Je découvre le blog comme je me découvre moi-même.

Que vient faire Jacques Brel dans ce blog?
Si on me donnait la chance ou l'opportunité, dans une dimension possible, de rencontrer un homme célèbre, je lancerais, sans hésiter, comme un cri de joie spontanée, sorti profondément de mes tripes, le nom de BREL.
Oui , Jacques , le Grand Jacques !
Celui qui pendant mon enfance m’a d’abord entouré de ses musiques et de ses textes que mes deux parents aimaient à écouter.
Celui dont la mort, alors que je n’avais que dix ans, m’a vraiment fait comprendre que l’on doit profiter des vivants avant que les occasions ne viennent à manquer.
Celui, qui m’a accompagné à l’école, jeune adolescent, et dont je défendais les couleurs, comme une marque personnelle, face aux bataillons de groupies d’ AC/ DC, de Jim Morrison, des Sex Pistols, des Rolling Stones… ou encore face à tant d’autres étendards qu’arboraient fièrement mes camarades.

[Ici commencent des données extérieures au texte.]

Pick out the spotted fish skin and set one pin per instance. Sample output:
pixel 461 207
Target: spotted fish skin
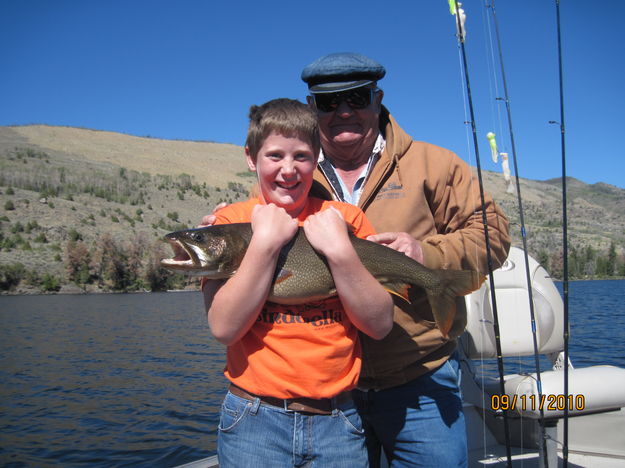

Celui qui me permettait enfin de pleurer, seul dans ma chambre, des injustices subies, en buvant ses paroles jusqu’à la rage.
Celui qui me donnait la force et le courage d’affronter Dieu et sa création en me ressourçant dans des crescendos tumultueux, jaillissants des enfers comme les laves d’un volcan.
Celui dont la poésie à fleur de peau, me dénudait, tel un écorché vif qui découvre la douleur de ses sentiments.
Celui, qui m’appris à laissé la révolte pour des causes plus nobles, limons fertiles à de vraies révolutions.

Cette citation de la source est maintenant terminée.